Saturday 13 October, 10:0011:30, Level G StudioBook Club Salons

In association with:

The Dangerous Rise of Therapeutic Education was published in 2008, assessing trends from the early Nineties, in which the education system was required to address myriad psychological and emotional problems. Amid a series of crises, from bullying to low self-esteem and now mental health, academics, psychologists and policy makers promulgated the belief that young people lacked resilience and needed a growing array of therapeutic interventions. A huge industry of life coaches, counsellors, mindfulness facilitators, mental-toughness trainers, bully mediators and nurture groups had taken root across the education system.

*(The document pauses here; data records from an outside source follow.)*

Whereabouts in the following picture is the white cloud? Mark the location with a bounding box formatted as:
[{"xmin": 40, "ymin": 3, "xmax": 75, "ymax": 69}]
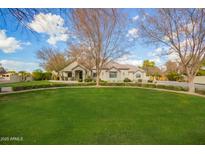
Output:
[
  {"xmin": 132, "ymin": 15, "xmax": 139, "ymax": 21},
  {"xmin": 0, "ymin": 30, "xmax": 21, "ymax": 53},
  {"xmin": 28, "ymin": 13, "xmax": 68, "ymax": 45},
  {"xmin": 0, "ymin": 59, "xmax": 39, "ymax": 72},
  {"xmin": 127, "ymin": 28, "xmax": 138, "ymax": 38}
]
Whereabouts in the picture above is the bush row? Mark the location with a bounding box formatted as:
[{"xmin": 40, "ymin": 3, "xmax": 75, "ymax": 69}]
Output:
[
  {"xmin": 13, "ymin": 83, "xmax": 95, "ymax": 91},
  {"xmin": 195, "ymin": 89, "xmax": 205, "ymax": 95},
  {"xmin": 100, "ymin": 83, "xmax": 188, "ymax": 91},
  {"xmin": 4, "ymin": 82, "xmax": 205, "ymax": 95}
]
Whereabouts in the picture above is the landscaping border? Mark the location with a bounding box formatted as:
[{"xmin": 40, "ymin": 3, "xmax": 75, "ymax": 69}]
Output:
[{"xmin": 0, "ymin": 84, "xmax": 205, "ymax": 98}]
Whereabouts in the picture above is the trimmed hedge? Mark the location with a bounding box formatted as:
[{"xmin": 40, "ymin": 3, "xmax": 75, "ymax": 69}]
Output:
[
  {"xmin": 195, "ymin": 89, "xmax": 205, "ymax": 95},
  {"xmin": 13, "ymin": 83, "xmax": 95, "ymax": 91},
  {"xmin": 156, "ymin": 85, "xmax": 188, "ymax": 91},
  {"xmin": 9, "ymin": 82, "xmax": 205, "ymax": 95}
]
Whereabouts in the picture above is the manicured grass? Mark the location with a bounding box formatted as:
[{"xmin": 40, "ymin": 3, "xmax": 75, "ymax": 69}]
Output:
[
  {"xmin": 0, "ymin": 88, "xmax": 205, "ymax": 144},
  {"xmin": 0, "ymin": 80, "xmax": 51, "ymax": 87}
]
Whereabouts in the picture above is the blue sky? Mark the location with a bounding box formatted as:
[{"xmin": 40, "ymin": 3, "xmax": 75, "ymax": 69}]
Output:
[{"xmin": 0, "ymin": 9, "xmax": 167, "ymax": 71}]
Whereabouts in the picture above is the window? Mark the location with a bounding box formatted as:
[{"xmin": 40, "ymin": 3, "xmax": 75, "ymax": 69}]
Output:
[
  {"xmin": 136, "ymin": 73, "xmax": 141, "ymax": 78},
  {"xmin": 68, "ymin": 72, "xmax": 72, "ymax": 78},
  {"xmin": 110, "ymin": 72, "xmax": 117, "ymax": 78}
]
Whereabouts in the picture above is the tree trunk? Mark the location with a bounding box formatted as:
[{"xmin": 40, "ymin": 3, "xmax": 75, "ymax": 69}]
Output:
[
  {"xmin": 96, "ymin": 67, "xmax": 100, "ymax": 87},
  {"xmin": 188, "ymin": 77, "xmax": 195, "ymax": 93},
  {"xmin": 96, "ymin": 73, "xmax": 100, "ymax": 87}
]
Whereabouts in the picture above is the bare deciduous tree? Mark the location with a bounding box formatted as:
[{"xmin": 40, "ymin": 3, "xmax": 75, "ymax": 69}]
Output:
[
  {"xmin": 37, "ymin": 48, "xmax": 69, "ymax": 72},
  {"xmin": 71, "ymin": 9, "xmax": 129, "ymax": 86},
  {"xmin": 67, "ymin": 45, "xmax": 95, "ymax": 71},
  {"xmin": 165, "ymin": 60, "xmax": 179, "ymax": 73},
  {"xmin": 139, "ymin": 9, "xmax": 205, "ymax": 92}
]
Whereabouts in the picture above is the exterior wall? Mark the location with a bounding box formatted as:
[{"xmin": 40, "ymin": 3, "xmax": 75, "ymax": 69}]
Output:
[
  {"xmin": 98, "ymin": 68, "xmax": 147, "ymax": 82},
  {"xmin": 60, "ymin": 62, "xmax": 147, "ymax": 82}
]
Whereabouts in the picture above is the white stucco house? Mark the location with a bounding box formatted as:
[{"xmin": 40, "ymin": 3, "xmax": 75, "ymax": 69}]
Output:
[{"xmin": 59, "ymin": 61, "xmax": 148, "ymax": 82}]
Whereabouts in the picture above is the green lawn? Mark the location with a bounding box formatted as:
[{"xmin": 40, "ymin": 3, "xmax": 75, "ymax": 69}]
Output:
[
  {"xmin": 0, "ymin": 80, "xmax": 51, "ymax": 87},
  {"xmin": 0, "ymin": 88, "xmax": 205, "ymax": 144}
]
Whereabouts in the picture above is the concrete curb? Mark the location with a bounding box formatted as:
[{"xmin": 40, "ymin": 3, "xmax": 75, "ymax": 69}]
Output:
[{"xmin": 0, "ymin": 86, "xmax": 205, "ymax": 98}]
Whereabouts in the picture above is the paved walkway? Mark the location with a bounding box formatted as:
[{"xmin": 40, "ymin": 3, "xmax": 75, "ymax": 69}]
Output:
[{"xmin": 0, "ymin": 86, "xmax": 205, "ymax": 98}]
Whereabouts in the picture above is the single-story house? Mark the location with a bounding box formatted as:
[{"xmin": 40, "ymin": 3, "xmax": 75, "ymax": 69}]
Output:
[{"xmin": 59, "ymin": 61, "xmax": 148, "ymax": 82}]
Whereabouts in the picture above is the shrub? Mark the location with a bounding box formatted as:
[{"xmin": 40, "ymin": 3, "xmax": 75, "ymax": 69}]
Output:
[
  {"xmin": 32, "ymin": 69, "xmax": 43, "ymax": 81},
  {"xmin": 195, "ymin": 89, "xmax": 205, "ymax": 95},
  {"xmin": 123, "ymin": 78, "xmax": 131, "ymax": 82},
  {"xmin": 42, "ymin": 72, "xmax": 52, "ymax": 80},
  {"xmin": 78, "ymin": 79, "xmax": 83, "ymax": 82},
  {"xmin": 157, "ymin": 85, "xmax": 188, "ymax": 91},
  {"xmin": 84, "ymin": 76, "xmax": 93, "ymax": 82},
  {"xmin": 166, "ymin": 72, "xmax": 183, "ymax": 81},
  {"xmin": 100, "ymin": 79, "xmax": 107, "ymax": 83},
  {"xmin": 142, "ymin": 84, "xmax": 156, "ymax": 88},
  {"xmin": 13, "ymin": 83, "xmax": 95, "ymax": 91},
  {"xmin": 137, "ymin": 79, "xmax": 142, "ymax": 82},
  {"xmin": 147, "ymin": 80, "xmax": 153, "ymax": 83}
]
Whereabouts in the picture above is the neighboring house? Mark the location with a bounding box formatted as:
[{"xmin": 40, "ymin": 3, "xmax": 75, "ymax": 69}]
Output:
[{"xmin": 59, "ymin": 61, "xmax": 148, "ymax": 82}]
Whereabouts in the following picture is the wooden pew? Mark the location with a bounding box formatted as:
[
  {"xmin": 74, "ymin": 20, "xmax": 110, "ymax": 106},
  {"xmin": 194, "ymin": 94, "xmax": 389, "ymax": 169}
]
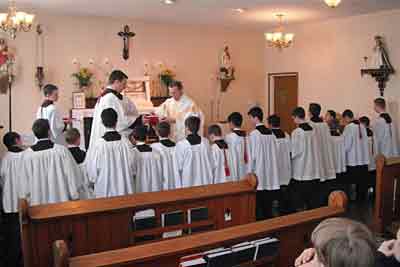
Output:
[
  {"xmin": 20, "ymin": 175, "xmax": 257, "ymax": 267},
  {"xmin": 373, "ymin": 155, "xmax": 400, "ymax": 233},
  {"xmin": 54, "ymin": 191, "xmax": 347, "ymax": 267}
]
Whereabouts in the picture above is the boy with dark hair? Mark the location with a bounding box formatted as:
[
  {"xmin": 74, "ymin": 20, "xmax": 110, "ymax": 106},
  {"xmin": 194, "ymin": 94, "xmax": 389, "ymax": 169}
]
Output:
[
  {"xmin": 372, "ymin": 98, "xmax": 399, "ymax": 158},
  {"xmin": 225, "ymin": 112, "xmax": 250, "ymax": 181},
  {"xmin": 342, "ymin": 109, "xmax": 369, "ymax": 199},
  {"xmin": 20, "ymin": 119, "xmax": 85, "ymax": 206},
  {"xmin": 65, "ymin": 128, "xmax": 86, "ymax": 164},
  {"xmin": 133, "ymin": 126, "xmax": 165, "ymax": 193},
  {"xmin": 290, "ymin": 107, "xmax": 320, "ymax": 211},
  {"xmin": 208, "ymin": 124, "xmax": 233, "ymax": 184},
  {"xmin": 151, "ymin": 121, "xmax": 182, "ymax": 190},
  {"xmin": 86, "ymin": 108, "xmax": 136, "ymax": 198},
  {"xmin": 176, "ymin": 116, "xmax": 213, "ymax": 187},
  {"xmin": 0, "ymin": 132, "xmax": 23, "ymax": 266},
  {"xmin": 248, "ymin": 107, "xmax": 280, "ymax": 220}
]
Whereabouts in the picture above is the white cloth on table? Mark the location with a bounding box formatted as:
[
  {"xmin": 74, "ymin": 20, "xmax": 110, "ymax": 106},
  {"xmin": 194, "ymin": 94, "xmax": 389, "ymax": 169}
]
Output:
[
  {"xmin": 151, "ymin": 143, "xmax": 182, "ymax": 190},
  {"xmin": 85, "ymin": 136, "xmax": 136, "ymax": 198},
  {"xmin": 19, "ymin": 144, "xmax": 84, "ymax": 206},
  {"xmin": 36, "ymin": 104, "xmax": 67, "ymax": 146},
  {"xmin": 0, "ymin": 152, "xmax": 23, "ymax": 213},
  {"xmin": 343, "ymin": 122, "xmax": 369, "ymax": 167},
  {"xmin": 225, "ymin": 133, "xmax": 250, "ymax": 181},
  {"xmin": 176, "ymin": 137, "xmax": 213, "ymax": 188}
]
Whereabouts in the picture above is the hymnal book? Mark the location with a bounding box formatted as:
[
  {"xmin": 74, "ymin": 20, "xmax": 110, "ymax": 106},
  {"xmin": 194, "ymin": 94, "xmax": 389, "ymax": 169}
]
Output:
[
  {"xmin": 204, "ymin": 249, "xmax": 235, "ymax": 267},
  {"xmin": 252, "ymin": 238, "xmax": 279, "ymax": 261},
  {"xmin": 161, "ymin": 210, "xmax": 184, "ymax": 238}
]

Ten years on, the book has been chosen to appear in a prestigious Routledge Education Classic Editions series celebrating Routledge’s commitment to excellent scholarship, teaching and learning by bringing ‘these important books to the attention of a new generation of education students, professionals and academics’. This gives us an opportunity to assess whether these therapeutic activities have helped.

It seems not. Today we are told that a whole range of technological and personal challenges of twenty-first-century life cause lasting emotional damage to children and young people; that we have a serious mental health crisis in schools and colleges. According to the Prince’s Trust Youth Index Report 2018, young people are less happy across every single area of their lives than they were since the Index first appeared in 2009 – fearful for their emotional health and reporting anxiety and depression about their future. Meanwhile the so-called ‘snowflake generation’ have entered university; in some universities as many as one in four students are receiving or waiting for counselling. Growing numbers report that that ideas they find offensive ‘trigger’ psychic harm, while advocacy groups are calling for a ‘mental health-friendly curriculum’.

Do such trends reflect the uniquely difficult reality of young people’s lives today, or have they learned to pathologise normal feelings associated with starting out in life? Will they grow out of their anxieties or will they become anxious adults? Why has the therapeutic turn in education seemingly led to escalating psychological problems? Or are there other explanations? Have self-esteem, resilience, happiness, and mental well-being become the foremost objectives of education? Has the battle for academic rather than therapeutic education has been lost? Or is this a false opposition between the two? A decade after its publication, the insights and solutions in The Dangerous Rise of Therapeutic Education seems more urgent than ever. Its two authors discuss whether the therapeutic turn in education is unstoppable and what its implications are.